Gimblet did his best to reassure him, but when they reached his flat, and found that the hospitals had been drawn blank for news of the two ladies, he felt more concerned than he liked to show. Still, the order that had been given to the chauffeur, not to return to the opera house, seemed to point to some intention other than that of going back to Grosvenor Street, and it was still to be hoped that any moment might bring tidings. There were, however, other considerations not quite so encouraging.
Gimblet, who had left Sir Gregory below while he ran up to his rooms, gave some instructions to Higgs, the man who at times combined the duties of servant with those of an assistant in the more tiresome but necessary details of the detective’s work. Then he went down again to break to the baronet, with reluctant gravity, that there was no news.

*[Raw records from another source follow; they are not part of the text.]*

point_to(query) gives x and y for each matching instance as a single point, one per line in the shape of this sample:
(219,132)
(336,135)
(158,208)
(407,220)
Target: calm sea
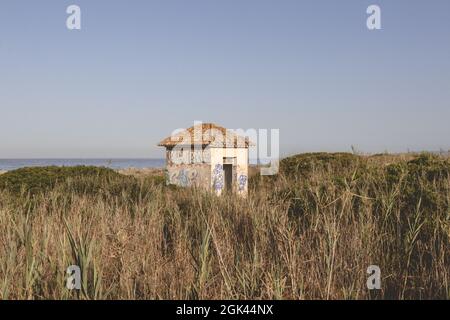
(12,164)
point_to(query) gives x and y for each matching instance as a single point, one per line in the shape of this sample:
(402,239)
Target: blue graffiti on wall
(218,177)
(242,182)
(184,177)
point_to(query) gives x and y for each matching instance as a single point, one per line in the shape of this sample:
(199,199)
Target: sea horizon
(8,164)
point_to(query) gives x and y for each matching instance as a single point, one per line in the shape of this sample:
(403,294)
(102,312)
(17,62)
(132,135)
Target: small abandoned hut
(208,156)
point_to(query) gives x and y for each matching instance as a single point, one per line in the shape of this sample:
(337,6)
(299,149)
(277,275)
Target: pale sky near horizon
(137,70)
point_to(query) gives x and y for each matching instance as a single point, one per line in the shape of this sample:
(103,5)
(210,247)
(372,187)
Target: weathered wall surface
(188,156)
(239,156)
(189,175)
(204,168)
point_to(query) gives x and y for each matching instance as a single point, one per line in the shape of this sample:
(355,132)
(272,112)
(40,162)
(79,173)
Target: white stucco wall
(240,156)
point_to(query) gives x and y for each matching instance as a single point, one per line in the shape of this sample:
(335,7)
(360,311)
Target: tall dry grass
(309,233)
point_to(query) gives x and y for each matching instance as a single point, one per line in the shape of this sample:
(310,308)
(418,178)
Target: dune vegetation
(308,233)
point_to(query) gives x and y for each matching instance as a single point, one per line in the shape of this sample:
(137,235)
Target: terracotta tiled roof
(207,134)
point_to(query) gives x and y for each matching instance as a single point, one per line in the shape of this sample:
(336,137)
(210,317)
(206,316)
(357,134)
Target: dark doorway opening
(228,175)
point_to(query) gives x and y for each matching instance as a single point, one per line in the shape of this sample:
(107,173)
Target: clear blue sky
(139,69)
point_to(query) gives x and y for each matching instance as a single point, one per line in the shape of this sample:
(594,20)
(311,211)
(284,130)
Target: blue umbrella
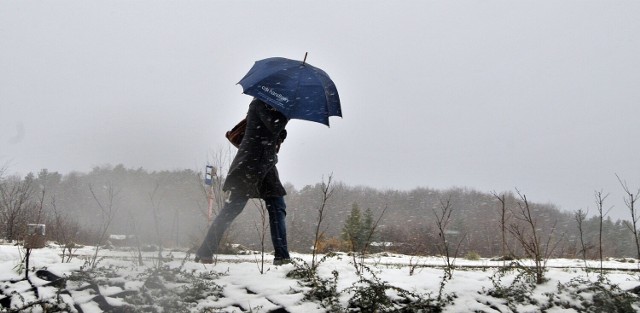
(297,89)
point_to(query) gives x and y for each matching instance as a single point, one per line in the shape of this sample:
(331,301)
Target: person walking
(253,174)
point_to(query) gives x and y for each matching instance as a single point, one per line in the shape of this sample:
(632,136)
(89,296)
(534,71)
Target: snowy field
(242,283)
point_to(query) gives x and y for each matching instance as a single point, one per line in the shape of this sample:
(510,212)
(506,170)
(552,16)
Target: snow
(235,283)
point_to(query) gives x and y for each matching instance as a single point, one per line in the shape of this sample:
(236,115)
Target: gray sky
(542,96)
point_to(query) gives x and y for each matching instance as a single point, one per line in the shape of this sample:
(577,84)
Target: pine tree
(351,232)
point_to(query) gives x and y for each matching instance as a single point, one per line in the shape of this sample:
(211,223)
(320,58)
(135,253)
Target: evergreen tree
(351,232)
(366,228)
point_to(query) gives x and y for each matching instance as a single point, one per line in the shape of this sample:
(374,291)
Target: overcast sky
(543,96)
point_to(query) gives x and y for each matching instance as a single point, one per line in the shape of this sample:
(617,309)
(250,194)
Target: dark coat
(253,170)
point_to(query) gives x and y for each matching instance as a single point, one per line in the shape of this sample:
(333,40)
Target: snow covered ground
(241,283)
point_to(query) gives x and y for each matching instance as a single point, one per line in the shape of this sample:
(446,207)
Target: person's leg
(229,212)
(277,213)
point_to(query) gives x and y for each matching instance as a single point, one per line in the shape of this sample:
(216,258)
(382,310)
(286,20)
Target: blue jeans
(277,213)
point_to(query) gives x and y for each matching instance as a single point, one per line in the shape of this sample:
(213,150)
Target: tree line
(170,209)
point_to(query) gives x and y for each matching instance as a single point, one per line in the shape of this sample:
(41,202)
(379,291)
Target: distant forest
(170,208)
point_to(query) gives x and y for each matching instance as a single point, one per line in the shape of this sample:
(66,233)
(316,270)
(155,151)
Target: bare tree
(443,218)
(15,202)
(155,212)
(529,236)
(599,198)
(503,222)
(108,211)
(630,203)
(580,216)
(65,232)
(327,191)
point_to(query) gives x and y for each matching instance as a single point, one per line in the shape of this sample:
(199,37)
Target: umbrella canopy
(297,89)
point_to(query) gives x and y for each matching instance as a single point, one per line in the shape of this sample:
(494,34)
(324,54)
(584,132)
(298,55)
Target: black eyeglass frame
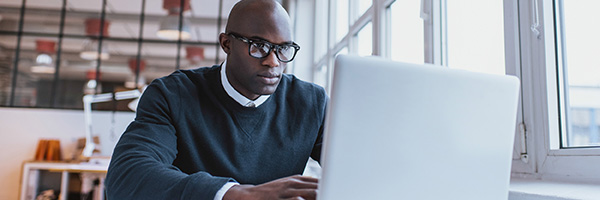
(270,45)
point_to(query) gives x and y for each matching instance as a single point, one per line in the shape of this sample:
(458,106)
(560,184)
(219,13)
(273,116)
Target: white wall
(21,128)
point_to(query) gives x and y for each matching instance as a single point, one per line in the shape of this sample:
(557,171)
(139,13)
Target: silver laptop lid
(406,131)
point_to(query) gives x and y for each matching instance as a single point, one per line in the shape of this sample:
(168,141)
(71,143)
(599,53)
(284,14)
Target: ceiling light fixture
(90,45)
(194,55)
(92,86)
(44,59)
(141,82)
(169,25)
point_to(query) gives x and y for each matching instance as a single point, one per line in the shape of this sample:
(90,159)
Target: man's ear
(225,42)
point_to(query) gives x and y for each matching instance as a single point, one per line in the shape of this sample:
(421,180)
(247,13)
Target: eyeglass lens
(284,53)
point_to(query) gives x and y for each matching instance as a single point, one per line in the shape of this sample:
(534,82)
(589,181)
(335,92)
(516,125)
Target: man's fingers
(306,178)
(299,183)
(304,193)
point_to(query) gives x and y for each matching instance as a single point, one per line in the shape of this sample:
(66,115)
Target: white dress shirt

“We will go to Covent Garden now,” he said; and they got into another taxi.
Sir Gregory had become very silent. His face was drawn with anxiety. “What can have happened?” he kept muttering to himself.
To divert his thoughts, Gimblet recalled the suspicion he had harboured at first – that Mrs. Vanderstein had flown with some other admirer. But the fear that she was in danger, or that worse had befallen her, had taken hold of the man, and it was he who now pooh-poohed the idea and found arguments to show its improbability.
“She had no need to run away,” he objected in his turn, “she could marry whom she liked. And whoever heard of a woman’s taking a friend on a wedding trip? No, if it had been anything of the sort, Miss Turner would have been left behind, we may be sure of that.”
At Covent Garden they learnt very little. The box had been cleaned out, and bore no sign of having been used the night before. Gimblet went sniffing round it, but could find no trace of lingering Arome de la Corse. The box opener told them that Mrs. Vanderstein and the young lady who generally came with her had occupied it at the gala performance, and had left before the end of the last scene. She hadn’t noticed anything strange or otherwise about either of them, and as far as she knew no one had visited the box during the intervals.